Where the Clues LeadPosted April 27, 2022
Where the Clues Lead
By Amanda Janquart
“I’m thinking of an animal that has no feet.”
This was the beginning of an exciting, weeks-long look at snakes. During lunch, children love to be challenged with Guess the Animal clues. There have been requests for extra tricky clues, and while I didn’t anticipate “no feet” to be on the difficult end, it certainly left the class wondering. They made guesses ranging from “a marshmallow” to “a monkey,” while classmates called out the contradictions. “Monkeys have four feet…or maybe just two?” A worm was the closest guess before it was time to rest. The children were left wondering while lying on their cots. More clues were shared after everyone was awake, getting excruciatingly specific.
“They can live in water and on land…even in trees…even in Minnesota,” which was followed by choruses of, “I live in Minnesota, too.”
“They have all sorts of patterns on their skin.”
“Maybe a cheetah?”
“Nooo; remember, no legs.”
The guesses kept coming until the final clue, “They can smell with their tongues.”
Knowing the answer wasn’t the end of their interest, though.
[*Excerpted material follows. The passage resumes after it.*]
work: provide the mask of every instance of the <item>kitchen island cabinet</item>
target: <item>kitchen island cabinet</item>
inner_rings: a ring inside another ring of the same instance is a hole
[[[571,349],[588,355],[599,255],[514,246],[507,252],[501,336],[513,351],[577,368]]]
Children wanted to learn more about snakes and share past experiences. “I held one at the zoo once!” This is what emergent curriculum can look like: something catches the children’s attention; teachers grab hold of their inquiry and take it deeper. These sparks of interest can be easy to miss, and teachers must be ready and willing to hop aboard. Where they go will inevitably vary; the rides could be short or cross country, but the travel is always thrilling.
The children excitedly made quick visits to the art studio, and they sketched out versions of snakes from their memories. Books were brought in, and the class talked through the details over and over. They wanted facts and were astounded by many: squishy eggs and forked tongues and eating prey headfirst?!? Wowsers. They pretended to be snakes, forming families, going hunting, and curling up together to keep warm.
With new information gleaned, children returned to the studio. They chose images of multiple species from the internet to print and use as models. As they drew or traced or sculpted with clay, the focus was on the details. Just having learned that snakes can swim, some chose sea snakes. Others liked the challenge of drawing a snake skeleton. It is a good day indeed when curiosity leads to confidence, pride and understanding – and it’s all visible in their faces.